On his program, O'Donnell reported that Trump received loans from Deutsche Bank that had been co-signed by "Russian billionaires close to Vladimir Putin."

The MSNBC anchor cited a "source close to Deutsche Bank" for his reporting.

While discussing his reporting, O'Donnell repeatedly said he wanted to stress that "if true" it would be a huge development.

"I stress 'if true,' because this is a single source," O'Donnell said at one point.

Later in his program, O'Donnell plainly said NBC News had not verified his reporting.

"I want to stress that is a single source, that has not been confirmed by NBC News," O'Donnell said. "I have not seen any documentation from Deutsche Bank that supports this and verifies this. This is just a single source who has revealed that to me."

O'Donnell then added, "And that's where it stands at this point, its going to require a lot more verification before that can be a confirmable fact."

On Wednesday afternoon, after Trump's attorney threatened legal action, O'Donnell tweeted that he "made an error in judgment" by reporting the item.

It's not clear how O'Donnell's reporting made it to air, given that NBC News was unable to verify his reporting.
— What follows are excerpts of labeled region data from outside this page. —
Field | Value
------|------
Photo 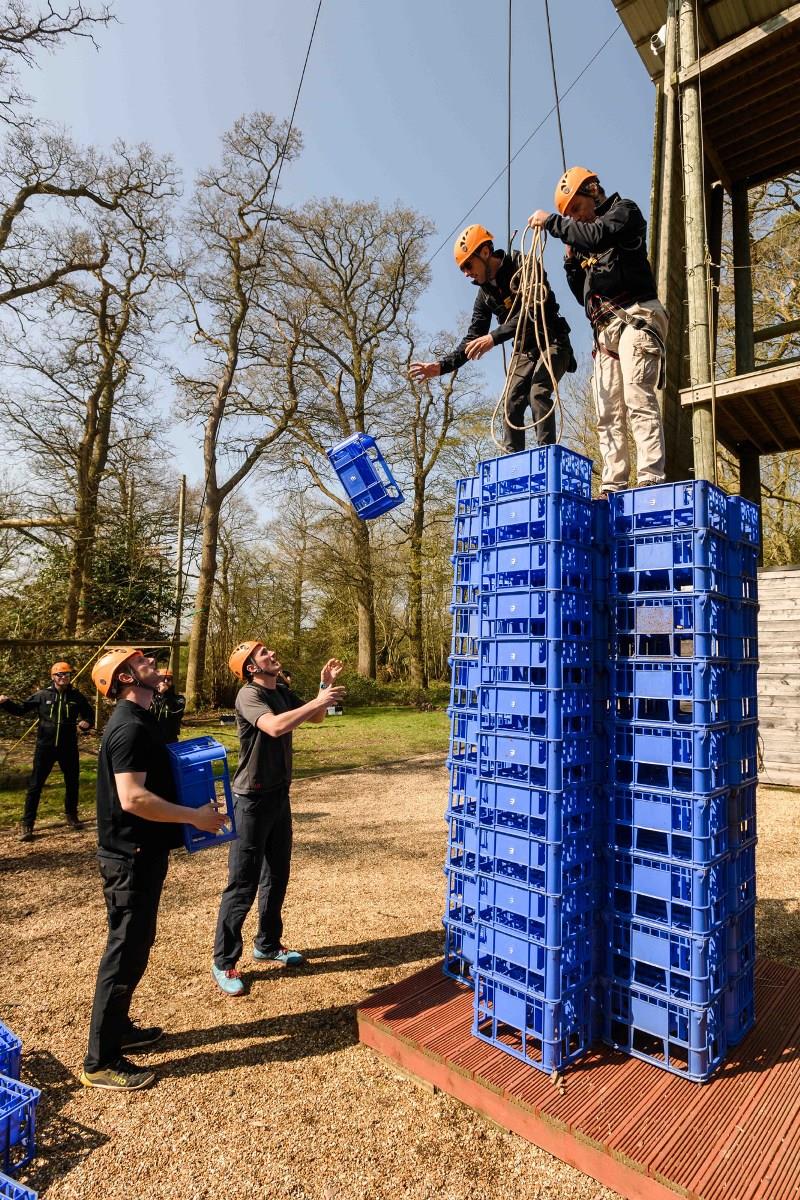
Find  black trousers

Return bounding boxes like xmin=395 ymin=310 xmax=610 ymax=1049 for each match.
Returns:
xmin=213 ymin=787 xmax=291 ymax=971
xmin=23 ymin=742 xmax=80 ymax=824
xmin=84 ymin=848 xmax=169 ymax=1070
xmin=503 ymin=342 xmax=575 ymax=454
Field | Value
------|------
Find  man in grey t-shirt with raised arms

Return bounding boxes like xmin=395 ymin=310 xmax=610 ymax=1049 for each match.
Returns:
xmin=211 ymin=642 xmax=344 ymax=996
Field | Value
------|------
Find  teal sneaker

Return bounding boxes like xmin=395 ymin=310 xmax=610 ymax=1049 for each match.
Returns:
xmin=253 ymin=946 xmax=306 ymax=967
xmin=211 ymin=962 xmax=245 ymax=996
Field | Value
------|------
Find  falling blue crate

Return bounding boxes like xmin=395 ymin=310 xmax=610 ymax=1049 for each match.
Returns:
xmin=327 ymin=433 xmax=404 ymax=521
xmin=167 ymin=738 xmax=239 ymax=853
xmin=0 ymin=1021 xmax=23 ymax=1079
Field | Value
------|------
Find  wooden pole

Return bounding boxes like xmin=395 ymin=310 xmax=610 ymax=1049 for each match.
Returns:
xmin=679 ymin=0 xmax=716 ymax=480
xmin=169 ymin=475 xmax=186 ymax=691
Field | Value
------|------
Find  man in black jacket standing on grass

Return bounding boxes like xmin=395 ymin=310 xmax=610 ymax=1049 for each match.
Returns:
xmin=409 ymin=224 xmax=577 ymax=454
xmin=0 ymin=662 xmax=95 ymax=841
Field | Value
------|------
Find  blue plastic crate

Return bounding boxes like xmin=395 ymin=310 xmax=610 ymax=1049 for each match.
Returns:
xmin=477 ymin=923 xmax=594 ymax=1002
xmin=608 ymin=479 xmax=729 ymax=538
xmin=728 ymin=841 xmax=756 ymax=917
xmin=609 ymin=850 xmax=728 ymax=934
xmin=477 ymin=826 xmax=596 ymax=895
xmin=727 ymin=496 xmax=762 ymax=546
xmin=445 ymin=815 xmax=477 ymax=874
xmin=610 ymin=593 xmax=758 ymax=661
xmin=445 ymin=868 xmax=479 ymax=929
xmin=481 ymin=496 xmax=591 ymax=546
xmin=610 ymin=659 xmax=757 ymax=726
xmin=479 ymin=637 xmax=591 ymax=690
xmin=727 ymin=780 xmax=757 ymax=851
xmin=480 ymin=684 xmax=591 ymax=738
xmin=480 ymin=541 xmax=593 ymax=595
xmin=447 ymin=758 xmax=479 ymax=821
xmin=602 ymin=913 xmax=728 ymax=1004
xmin=167 ymin=738 xmax=239 ymax=853
xmin=480 ymin=588 xmax=593 ymax=638
xmin=613 ymin=721 xmax=735 ymax=796
xmin=0 ymin=1075 xmax=42 ymax=1171
xmin=481 ymin=445 xmax=591 ymax=504
xmin=601 ymin=983 xmax=727 ymax=1084
xmin=443 ymin=920 xmax=477 ymax=983
xmin=477 ymin=875 xmax=599 ymax=947
xmin=450 ymin=658 xmax=481 ymax=709
xmin=473 ymin=971 xmax=594 ymax=1074
xmin=450 ymin=605 xmax=479 ymax=659
xmin=607 ymin=786 xmax=729 ymax=865
xmin=477 ymin=779 xmax=596 ymax=841
xmin=609 ymin=529 xmax=742 ymax=599
xmin=327 ymin=433 xmax=403 ymax=521
xmin=0 ymin=1175 xmax=38 ymax=1200
xmin=0 ymin=1021 xmax=23 ymax=1079
xmin=447 ymin=708 xmax=479 ymax=766
xmin=724 ymin=902 xmax=756 ymax=979
xmin=456 ymin=475 xmax=481 ymax=517
xmin=724 ymin=964 xmax=756 ymax=1046
xmin=453 ymin=512 xmax=481 ymax=554
xmin=477 ymin=732 xmax=593 ymax=792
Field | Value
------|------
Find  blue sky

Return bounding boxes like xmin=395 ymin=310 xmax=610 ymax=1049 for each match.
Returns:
xmin=25 ymin=0 xmax=654 ymax=476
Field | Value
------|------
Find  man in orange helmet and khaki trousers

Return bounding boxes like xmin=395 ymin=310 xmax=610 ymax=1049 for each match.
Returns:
xmin=529 ymin=167 xmax=668 ymax=494
xmin=80 ymin=646 xmax=227 ymax=1092
xmin=211 ymin=642 xmax=344 ymax=996
xmin=409 ymin=224 xmax=577 ymax=454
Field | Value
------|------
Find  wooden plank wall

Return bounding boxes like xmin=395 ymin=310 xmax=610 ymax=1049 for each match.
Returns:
xmin=758 ymin=566 xmax=800 ymax=787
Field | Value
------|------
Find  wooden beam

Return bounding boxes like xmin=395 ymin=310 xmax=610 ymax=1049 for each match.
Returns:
xmin=680 ymin=4 xmax=800 ymax=84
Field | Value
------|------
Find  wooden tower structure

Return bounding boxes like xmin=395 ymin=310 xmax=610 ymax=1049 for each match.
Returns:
xmin=613 ymin=0 xmax=800 ymax=503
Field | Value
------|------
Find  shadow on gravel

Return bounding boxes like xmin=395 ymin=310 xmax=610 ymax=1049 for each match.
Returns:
xmin=22 ymin=1050 xmax=109 ymax=1192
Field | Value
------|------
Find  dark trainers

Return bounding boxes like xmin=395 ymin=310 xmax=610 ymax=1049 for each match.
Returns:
xmin=80 ymin=1057 xmax=156 ymax=1092
xmin=121 ymin=1021 xmax=164 ymax=1052
xmin=211 ymin=962 xmax=245 ymax=996
xmin=253 ymin=946 xmax=306 ymax=967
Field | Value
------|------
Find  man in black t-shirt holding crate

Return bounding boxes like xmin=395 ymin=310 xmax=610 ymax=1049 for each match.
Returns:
xmin=80 ymin=646 xmax=227 ymax=1091
xmin=211 ymin=642 xmax=344 ymax=996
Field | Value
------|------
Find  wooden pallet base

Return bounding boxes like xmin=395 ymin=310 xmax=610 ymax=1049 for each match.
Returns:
xmin=357 ymin=961 xmax=800 ymax=1200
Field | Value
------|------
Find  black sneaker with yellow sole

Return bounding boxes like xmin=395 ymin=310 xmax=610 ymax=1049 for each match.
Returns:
xmin=80 ymin=1056 xmax=156 ymax=1092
Usually, at networks, journalists must clear anonymously sourced reports with the network before reporting them on-air or online — a process O'Donnell acknowledged he didn't follow in his Wednesday tweet.

Asked how O'Donnell's reporting made it to air, given how thinly sourced it was and given that the network has not been able to confirm it, a spokesperson for NBC and MSNBC declined to comment.

No other network or news organization, including CNN, has corroborated O'Donnell's reporting. Notably, there was no mention of anything resembling O'Donnell's reporting in the report issued earlier this year by Special Counsel Robert Mueller.

Deutsche Bank would not say publicly Tuesday whether it is in possession of Trump's tax returns. But the bank did acknowledge that US House of Representatives would see people's tax returns if the bank fulfilled a subpoena related to Trump.

"Based on Deutsche Bank's current knowledge and the results of the extensive searches that have already been conducted, the Bank has in its possession tax returns," Deutsche Bank said Tuesday, redacting the names in a letter to a federal appeals court of who it was specifically referring to.